Ainsi, lorsque l’objectif des associés est de procéder à une vente du bien sitôt la construction achevée, ceux-ci devront opter pour la SCCV.

 SCCV et société commerciale

L’objet de la SCCV étant commercial, les associés ont la possibilité d’opter pour une société commerciale classique de type SARL ou SAS.

En pratique, ce choix devra notamment être guidé par des considérations fiscales dans la mesure où ces sociétés ont des d’impositions spécifiques :

  • l’impôt sur le revenu pour la SCCV
  • l’IS de droit pour la SARL et SAS

Il faut donc étudier au cas par cas la forme sociale la plus adaptée.

 

CONSTITUTION ET FONCTIONNEMENT DE LA SCCV

 La constitution et fonctionnement de la SCCV

La constitution d’une SCCV ne diffère pas de celle des autres sociétés et en particulier d’une SCI. C’est ainsi que de manière identique à la SCI :

  • il faut deux associés au minimum (personnes physiques et/ou morales)
  • il n’y a pas de capital social minimum
  • les associés peuvent faire l’apport de liquidités ou de biens en nature (ex : terrain)
  • la responsabilité des associés est illimitée à proportion de leur part au capital

Le régime fiscal de la SCCV

La SCCV est, par dérogation, soumise à l’impôt sur le revenu (Art. 239 ter du CGI).

Elle ne peut d’ailleurs pas opter pour l’IS.

La SCCV à l’IR est dite « fiscalement transparente ». Autrement dit, chaque associé est imposé directement et personnellement dans la catégorie fiscale dont il relève.

Le régime d’imposition de ses associés est le suivant :

  • le bénéfice de l’associé personne physique est imposé à l’IR dans la catégorie BIC ou des plus-values des particuliers.
  • le bénéfice de l’associé personne morale à l’IS est imposé à l’IS.
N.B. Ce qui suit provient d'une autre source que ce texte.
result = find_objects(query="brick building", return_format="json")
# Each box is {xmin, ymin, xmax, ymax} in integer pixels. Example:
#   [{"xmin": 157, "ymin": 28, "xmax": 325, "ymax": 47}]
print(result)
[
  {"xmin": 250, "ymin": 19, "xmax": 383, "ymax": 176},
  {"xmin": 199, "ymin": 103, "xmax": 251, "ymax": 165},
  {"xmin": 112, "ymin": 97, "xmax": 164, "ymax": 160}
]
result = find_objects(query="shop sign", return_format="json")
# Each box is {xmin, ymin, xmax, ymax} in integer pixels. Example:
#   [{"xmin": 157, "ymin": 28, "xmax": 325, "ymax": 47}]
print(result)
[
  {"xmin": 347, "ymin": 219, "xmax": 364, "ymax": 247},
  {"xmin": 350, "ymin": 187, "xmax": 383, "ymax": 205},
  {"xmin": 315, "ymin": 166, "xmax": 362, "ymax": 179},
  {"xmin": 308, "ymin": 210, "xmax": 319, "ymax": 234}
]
La transparence fiscale de la SCCV n’est pas toujours avantageuse. En effet, l’associé personne physique peut parfois avoir intérêt à réaliser l’opération à travers une société commerciale à l’IS.
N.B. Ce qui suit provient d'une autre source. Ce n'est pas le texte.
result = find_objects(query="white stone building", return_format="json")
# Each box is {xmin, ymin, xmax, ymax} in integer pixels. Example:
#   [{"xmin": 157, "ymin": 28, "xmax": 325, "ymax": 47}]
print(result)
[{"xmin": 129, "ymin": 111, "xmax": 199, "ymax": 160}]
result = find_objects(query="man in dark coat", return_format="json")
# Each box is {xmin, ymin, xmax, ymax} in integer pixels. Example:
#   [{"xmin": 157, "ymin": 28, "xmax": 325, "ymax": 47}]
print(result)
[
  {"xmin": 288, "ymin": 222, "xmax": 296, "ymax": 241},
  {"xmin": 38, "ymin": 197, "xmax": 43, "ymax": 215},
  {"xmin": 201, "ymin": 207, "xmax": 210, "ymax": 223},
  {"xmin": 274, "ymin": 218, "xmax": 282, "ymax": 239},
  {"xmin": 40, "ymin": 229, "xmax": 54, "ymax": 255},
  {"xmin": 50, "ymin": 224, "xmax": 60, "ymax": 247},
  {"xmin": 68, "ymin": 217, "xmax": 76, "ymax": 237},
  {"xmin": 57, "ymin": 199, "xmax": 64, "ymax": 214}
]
Il faut enfin préciser que les opérations de la SCCV sont assujetties à la TVA.

Le régime social du gérant de SCCV

Le gérant associé d’une SCCV a le statut de Travailleur Non Salarié (TNS). Il est ainsi affilié au régime social des indépendant (Sécurité Sociale des Indépendants venant substituer le RSI).

Le gérant non associé est quant à lui affilié au régime général de la sécurité sociale.